Zo wordt tot vervelens toe gehamerd op de noodzaak van economische zelfstandigheid bij vrouwen. Toen ik trouwde eindige 1 op de 4 huwelijken in een scheiding en inmiddels is dat gestegen tot 1 op de 3. Op basis van die cijfers kun je dus vaststellen dat het belangrijk is voor vrouwen om financieel zelfstandig te zijn, terwijl je er ook op kunt wijzen dat - als het om mijn generatie gaat - 3 op de 4 huwelijken standhoudt. Wie dus in de eerste plaats voltijds gaat werken om na een scheiding niet in de bijstand terecht te komen, loopt het risico dat hij (lees: zij) veertig jaar met een zwemvest rondloopt op een boot die nooit zinkt.


Dat aspect heeft dus niet zozeer te maken met emancipatie als wel met de typisch Nederlandse neiging je te willen verzekeren tegen alle vormen van tegenspoed en onheil. Natuurlijk is het geen onzin (want je kunt een heel boek vullen met verhalen van vrouwen die dolblij zijn dat ze na hun scheiding hun eigen broek konden ophouden), maar ik zou ook wel eens een interview willen lezen met vrouwen van een jaar of 65 die hun hele leven gewerkt hebben en nooit een beroep hebben hoeven doen op hun economische zelfstandigheid.

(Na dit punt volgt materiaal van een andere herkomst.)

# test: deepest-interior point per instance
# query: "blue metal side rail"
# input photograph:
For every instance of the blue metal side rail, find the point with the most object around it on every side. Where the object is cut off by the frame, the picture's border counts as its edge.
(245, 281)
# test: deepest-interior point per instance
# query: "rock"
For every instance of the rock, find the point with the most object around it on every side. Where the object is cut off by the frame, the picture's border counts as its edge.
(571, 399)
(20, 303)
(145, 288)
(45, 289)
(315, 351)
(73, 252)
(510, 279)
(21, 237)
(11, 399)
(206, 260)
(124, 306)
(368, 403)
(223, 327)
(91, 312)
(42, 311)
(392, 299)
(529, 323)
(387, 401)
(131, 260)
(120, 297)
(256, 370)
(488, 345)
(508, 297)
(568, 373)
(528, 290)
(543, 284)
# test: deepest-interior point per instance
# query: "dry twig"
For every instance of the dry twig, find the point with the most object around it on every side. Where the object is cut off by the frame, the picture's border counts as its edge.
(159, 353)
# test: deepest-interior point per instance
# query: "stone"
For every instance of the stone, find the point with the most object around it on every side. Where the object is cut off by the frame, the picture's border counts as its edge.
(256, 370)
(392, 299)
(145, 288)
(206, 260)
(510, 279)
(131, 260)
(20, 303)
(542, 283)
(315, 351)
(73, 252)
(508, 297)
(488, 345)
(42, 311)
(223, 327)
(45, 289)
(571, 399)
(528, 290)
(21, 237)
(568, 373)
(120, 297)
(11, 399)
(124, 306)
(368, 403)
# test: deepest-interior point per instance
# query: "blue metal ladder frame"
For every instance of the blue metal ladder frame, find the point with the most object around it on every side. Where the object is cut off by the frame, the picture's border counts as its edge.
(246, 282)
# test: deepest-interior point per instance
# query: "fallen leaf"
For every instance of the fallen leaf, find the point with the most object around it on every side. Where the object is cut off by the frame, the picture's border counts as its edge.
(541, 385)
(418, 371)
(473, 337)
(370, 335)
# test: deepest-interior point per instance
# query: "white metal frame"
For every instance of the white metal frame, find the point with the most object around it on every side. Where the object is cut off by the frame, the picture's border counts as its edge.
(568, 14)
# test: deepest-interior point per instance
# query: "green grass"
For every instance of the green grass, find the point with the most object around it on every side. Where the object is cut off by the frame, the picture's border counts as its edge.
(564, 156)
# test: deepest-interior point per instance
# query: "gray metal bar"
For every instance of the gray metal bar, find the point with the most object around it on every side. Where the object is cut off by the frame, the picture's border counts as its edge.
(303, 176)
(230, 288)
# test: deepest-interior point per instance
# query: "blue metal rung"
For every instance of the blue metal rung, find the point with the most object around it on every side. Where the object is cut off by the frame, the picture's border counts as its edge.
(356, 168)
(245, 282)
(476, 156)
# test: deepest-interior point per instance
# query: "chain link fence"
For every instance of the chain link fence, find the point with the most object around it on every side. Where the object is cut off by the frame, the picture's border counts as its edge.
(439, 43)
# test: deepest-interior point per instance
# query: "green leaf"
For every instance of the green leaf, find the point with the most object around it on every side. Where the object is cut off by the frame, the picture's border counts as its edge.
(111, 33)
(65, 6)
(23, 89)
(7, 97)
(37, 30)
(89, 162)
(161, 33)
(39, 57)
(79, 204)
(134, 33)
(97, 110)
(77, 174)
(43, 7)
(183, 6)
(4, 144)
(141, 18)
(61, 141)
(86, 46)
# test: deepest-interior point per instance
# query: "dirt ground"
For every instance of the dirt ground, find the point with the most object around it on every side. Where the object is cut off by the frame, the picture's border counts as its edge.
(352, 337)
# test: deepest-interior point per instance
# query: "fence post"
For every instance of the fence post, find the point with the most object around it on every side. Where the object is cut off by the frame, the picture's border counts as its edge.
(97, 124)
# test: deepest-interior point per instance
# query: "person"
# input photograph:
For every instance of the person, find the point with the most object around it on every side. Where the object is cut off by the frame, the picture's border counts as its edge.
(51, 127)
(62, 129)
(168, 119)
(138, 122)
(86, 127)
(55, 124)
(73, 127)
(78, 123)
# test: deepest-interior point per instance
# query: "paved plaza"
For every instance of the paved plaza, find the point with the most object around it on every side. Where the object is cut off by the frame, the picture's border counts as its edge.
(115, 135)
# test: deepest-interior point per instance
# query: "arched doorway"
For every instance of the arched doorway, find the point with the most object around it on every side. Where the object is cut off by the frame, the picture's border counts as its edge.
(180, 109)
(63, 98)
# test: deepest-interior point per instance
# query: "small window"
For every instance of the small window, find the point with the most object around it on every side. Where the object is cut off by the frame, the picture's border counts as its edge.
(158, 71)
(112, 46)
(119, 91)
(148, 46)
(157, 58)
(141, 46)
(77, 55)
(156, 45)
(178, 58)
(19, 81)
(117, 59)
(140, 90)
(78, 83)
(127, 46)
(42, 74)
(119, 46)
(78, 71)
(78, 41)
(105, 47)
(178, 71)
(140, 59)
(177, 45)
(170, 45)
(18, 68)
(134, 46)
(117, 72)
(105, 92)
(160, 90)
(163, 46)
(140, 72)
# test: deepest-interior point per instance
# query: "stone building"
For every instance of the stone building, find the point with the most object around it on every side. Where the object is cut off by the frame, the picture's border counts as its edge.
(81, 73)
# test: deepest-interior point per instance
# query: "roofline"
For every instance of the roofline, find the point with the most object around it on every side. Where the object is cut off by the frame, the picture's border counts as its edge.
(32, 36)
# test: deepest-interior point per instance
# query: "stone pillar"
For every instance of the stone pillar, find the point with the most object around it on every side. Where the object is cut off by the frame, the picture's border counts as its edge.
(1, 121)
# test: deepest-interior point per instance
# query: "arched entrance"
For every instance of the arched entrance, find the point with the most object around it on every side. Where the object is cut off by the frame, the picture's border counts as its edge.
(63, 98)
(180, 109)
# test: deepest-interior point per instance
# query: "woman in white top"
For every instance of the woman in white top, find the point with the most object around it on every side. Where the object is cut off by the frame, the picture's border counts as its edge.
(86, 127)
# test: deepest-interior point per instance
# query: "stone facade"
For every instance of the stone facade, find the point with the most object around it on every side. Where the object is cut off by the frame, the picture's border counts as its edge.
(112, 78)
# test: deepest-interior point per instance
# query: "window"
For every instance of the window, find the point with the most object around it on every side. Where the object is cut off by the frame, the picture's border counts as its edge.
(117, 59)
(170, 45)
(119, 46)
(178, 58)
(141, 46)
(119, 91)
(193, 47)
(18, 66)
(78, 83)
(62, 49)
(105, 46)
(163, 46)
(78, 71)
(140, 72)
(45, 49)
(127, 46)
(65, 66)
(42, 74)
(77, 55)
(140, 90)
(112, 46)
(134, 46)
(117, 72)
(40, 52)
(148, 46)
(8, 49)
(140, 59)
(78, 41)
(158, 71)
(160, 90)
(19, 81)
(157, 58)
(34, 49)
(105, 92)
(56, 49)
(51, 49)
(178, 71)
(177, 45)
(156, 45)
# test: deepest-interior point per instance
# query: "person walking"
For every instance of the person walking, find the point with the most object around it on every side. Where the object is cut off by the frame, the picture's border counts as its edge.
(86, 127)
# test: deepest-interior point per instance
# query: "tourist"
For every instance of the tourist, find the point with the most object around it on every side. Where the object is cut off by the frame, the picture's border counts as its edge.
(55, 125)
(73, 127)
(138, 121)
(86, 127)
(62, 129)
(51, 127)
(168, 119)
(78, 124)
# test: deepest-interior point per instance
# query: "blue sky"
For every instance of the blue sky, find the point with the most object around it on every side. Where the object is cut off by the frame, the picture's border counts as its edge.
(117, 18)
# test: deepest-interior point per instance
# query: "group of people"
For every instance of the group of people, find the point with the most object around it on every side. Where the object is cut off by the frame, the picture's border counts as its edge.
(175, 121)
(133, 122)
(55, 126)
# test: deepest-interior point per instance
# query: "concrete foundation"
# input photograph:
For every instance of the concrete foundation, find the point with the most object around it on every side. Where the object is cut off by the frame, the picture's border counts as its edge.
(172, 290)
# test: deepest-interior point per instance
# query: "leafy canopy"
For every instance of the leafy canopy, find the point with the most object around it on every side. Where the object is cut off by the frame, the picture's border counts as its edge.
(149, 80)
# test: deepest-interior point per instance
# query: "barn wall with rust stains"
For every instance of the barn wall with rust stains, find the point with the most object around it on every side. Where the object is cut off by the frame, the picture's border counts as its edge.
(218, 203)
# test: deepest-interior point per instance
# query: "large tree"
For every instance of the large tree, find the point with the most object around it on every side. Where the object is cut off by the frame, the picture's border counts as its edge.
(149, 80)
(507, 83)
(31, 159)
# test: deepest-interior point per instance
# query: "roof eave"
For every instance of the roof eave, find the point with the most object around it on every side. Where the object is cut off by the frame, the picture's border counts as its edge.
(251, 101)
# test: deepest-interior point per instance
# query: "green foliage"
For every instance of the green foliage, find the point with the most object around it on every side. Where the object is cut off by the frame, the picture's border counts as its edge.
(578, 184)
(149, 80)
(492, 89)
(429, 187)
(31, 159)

Was dat nou echt de moeite waard of hebben ze een atoomschuilkelder aan laten leggen voor een nieuwe wereldoorlog die nog steeds niet is uitgebroken?

Zelf denk ik bij emancipatie in de eerste plaats aan keuzevrijheid en pleit ik voor een model waarbij mannen en vrouwen allebei even veel (lees: weinig) werken. Als de taken thuis dan ook nog eerlijk worden verdeeld, kun je vaststellen dat de vrouwenemancipatie zo ongeveer voltooid is en het glazen plafond misschien wel als mythe kan worden beschouwd. Zelf wilde ik (als man) ook helemaal niet hogerop en ben ik de laatste vier jaar van mijn werkzame bestaan met tegenzin chef redacteur geweest in plaats van redacteur. Om diezelfde reden moet je dus niet uitsluiten dat vrouwen een topleven veel belangrijker vinden dan een topfunctie.
   

Uit de column van Frank Kalshoven uit de krant van afgelopen zaterdag blijkt overduidelijk dat het bij de bezwaren tegen deeltijdwerk helemaal niet draait om emancipatie maar om economie. Fulltimers betalen niet alleen veel meer belasting, maar brengen indirect ook meer op via BTW en accijns. Tweeverdieners zullen daarnaast veel meer diensten uitbesteden en inkopen, zodat de rondpompmachine optimaal zijn werk doet en we allemaal maximaal bijdragen aan wat Dave Eggers hierboven de "nationale welvaart" noemt. Of je als burger genoeg opbrengt is in de meeste rekensommen dus belangrijker dan de vraagt wat al dat harde werken voor de individuele burger zelf oplevert.

Eggers is vooral bekend geworden door The Circle, maar heeft veel meer boeken op zijn naam staan die de moeite waard zijn. In Helden van de Grens uit 2016 kun je op pagina 49 lezen dat al dat gemekker over deeltijdbanen slechts het gevolg is van het feit dat we met z'n allen hebben afgesproken dat veertig uur de norm is. Bij een omgekeerde werkweek was het omgekeerde het geval en gold veertig uur werken als overwerk. Zo zie je dus dat je een maatschappelijk "probleem" kunt creëren door één enkele collectieve afspraak, terwijl je als maatschappij net zo goed zou kunnen afspreken dat het weekend voortaan vijf dagen duurt.